Since there is no vaccine for Hepatitis C, prevention efforts must concentrate on health education programmes targeting high-risk populations and on public awareness campaigns that seek to improve testing and case finding in the general community [1].

On 1 December 2010, World AIDS Day, the European Monitoring Centre for Drugs and Drug Addiction published guidelines on testing for HIV, viral hepatitis and other infectious diseases in PWID. The new guidelines recommended a strategy to increase the uptake of testing among PWID in Europe and beyond. This would enable earlier treatment of infected individuals and reduce the further spread of the disease [4].

Two years later, the Euro Hepatitis Care Index called attention to the need for screening programs in risk populations to be improved in all countries, noting that in order to increase testing in drug users it is important to make the services as reachable and convenient as possible [1]. More recently, WHO recommended screening to identify persons with HCV infection, and also recommended that HCV testing be offered to individuals who have a history of HCV risk behaviour or who belong to populations with high HCV prevalence [3].
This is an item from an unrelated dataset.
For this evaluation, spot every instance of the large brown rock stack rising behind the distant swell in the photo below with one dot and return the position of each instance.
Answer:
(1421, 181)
There is evidence that where HCV screening of PWID is implemented, it can be cost-effective [5] and screening programmes can be successful [6]. However it is not clear which countries have adopted these guidelines and there are still relatively few published reports on best practices.
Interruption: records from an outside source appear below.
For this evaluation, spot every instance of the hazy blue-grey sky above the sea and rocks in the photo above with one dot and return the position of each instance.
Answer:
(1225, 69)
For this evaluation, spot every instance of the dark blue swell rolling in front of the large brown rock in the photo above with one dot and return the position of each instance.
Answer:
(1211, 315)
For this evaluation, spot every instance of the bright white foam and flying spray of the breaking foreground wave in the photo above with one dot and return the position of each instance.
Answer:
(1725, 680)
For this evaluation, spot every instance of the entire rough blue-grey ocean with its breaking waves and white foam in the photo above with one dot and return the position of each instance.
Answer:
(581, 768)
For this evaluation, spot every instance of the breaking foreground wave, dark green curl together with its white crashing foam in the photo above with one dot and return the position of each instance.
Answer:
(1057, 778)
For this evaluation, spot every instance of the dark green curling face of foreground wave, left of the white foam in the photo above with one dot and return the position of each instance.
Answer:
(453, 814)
Identifying infected patients through screening programmes is only part of the solution, and ELPA continues to be concerned about the slow introduction of new drugs for HCV treatment. The Euro Hepatitis Care Index showed that general access to the direct-acting antiviral drugs telaprevir and boceprevir only existed in five European countries, and that one-third of countries were not providing these new drugs at all [1]. WHO states that avoiding discrimination or stigmatisation of PWID is essential, and reports that treatment for HCV infection is both efficacious and cost-effective in PWID. WHO recommends that all adults and children with chronic HCV infection, including PWID, be assessed for antiviral treatment. WHO also notes that treatment may be effective as prevention due to a reduction in transmission [3].

In order to bring about change and to ensure that guidelines and effective treatment programmes are implemented in Europe, ELPA will continue to call for the reporting of additional data on HCV screening and treatment measures. We look forward to further changes being made in European policies and healthcare strategies which lead to success in tackling this chronic disease.